You don’t need twenty rules to get clean, comfortable holes. You need the right size logic, a steady workflow, and tools that don’t fight you. This guide keeps the focus tight: belts and watch straps—because that’s where 0.3–0.5 mm errors show up fast. Along the way, I’ll point out where the Yorkshine DC53 punch set (1–15 mm, wooden base) quietly makes the job easier—no hard sell, just the bits that matter in daily use.

Learn hole sizes & spacing that actually fit—belts 3.5–4.0 mm, watch straps 1.8–2.5 mm—plus a test-first workflow. Built around the Yorkshine DC53 1–15 mm set (55–57 HRC, non-slip, side-screw, wooden base; 1–9 mm drop-through). Read the guide & download the A4 cheat sheet.
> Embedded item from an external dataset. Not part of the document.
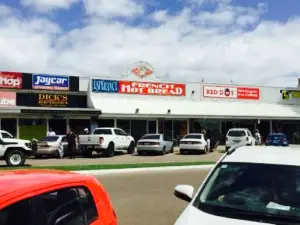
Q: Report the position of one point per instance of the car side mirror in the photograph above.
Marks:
(184, 192)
The sizing rule that avoids 90% of problems

Start with the hardware, then add a tiny cushion for leather thickness.

Formula:
Hole Ø = Prong/Post Ø + 0.2–0.4 mm (thicker hides → closer to +0.4 mm)
Then test on an off-cut of the exact leather you’ll ship.

Why it works: prong/post is the constraint; leather thickness raises sidewall friction. That extra 0.2–0.4 mm prevents scuffing, ovals, and that annoying “pin chew” over time.

With the Yorkshine set you can grab 3.5, 3.8, 4.0 in seconds (no digging in drawers). The wooden base lays out 1–15 mm in order, so micro-tests don’t derail your flow.

Learn hole sizes & spacing that actually fit—belts 3.5–4.0 mm, watch straps 1.8–2.5 mm—plus a test-first workflow. Built around the Yorkshine DC53 1–15 mm set (55–57 HRC, non-slip, side-screw, wooden base; 1–9 mm drop-through). Read the guide & download the A4 cheat sheet.

Belts: hit the sweet spot (and keep it looking new)

  • Hole diameter: most classic belt buckles land at 3.5–4.0 mm.

    • Slim prongs: 3.2–3.5 mm

    • Chunkier prongs: 3.8–4.0 mm

  • Spacing: 25 mm (1") between holes. Clean visually, reliable in wear.

  • Count: 5–7 holes, with the center hole as your “target” size; give ±2 for real life.

Comfort note: on 4–5 mm thick belts, that +0.2–0.4 mm cushion on the hole saves the edges from shaving when the prong enters at a slight angle.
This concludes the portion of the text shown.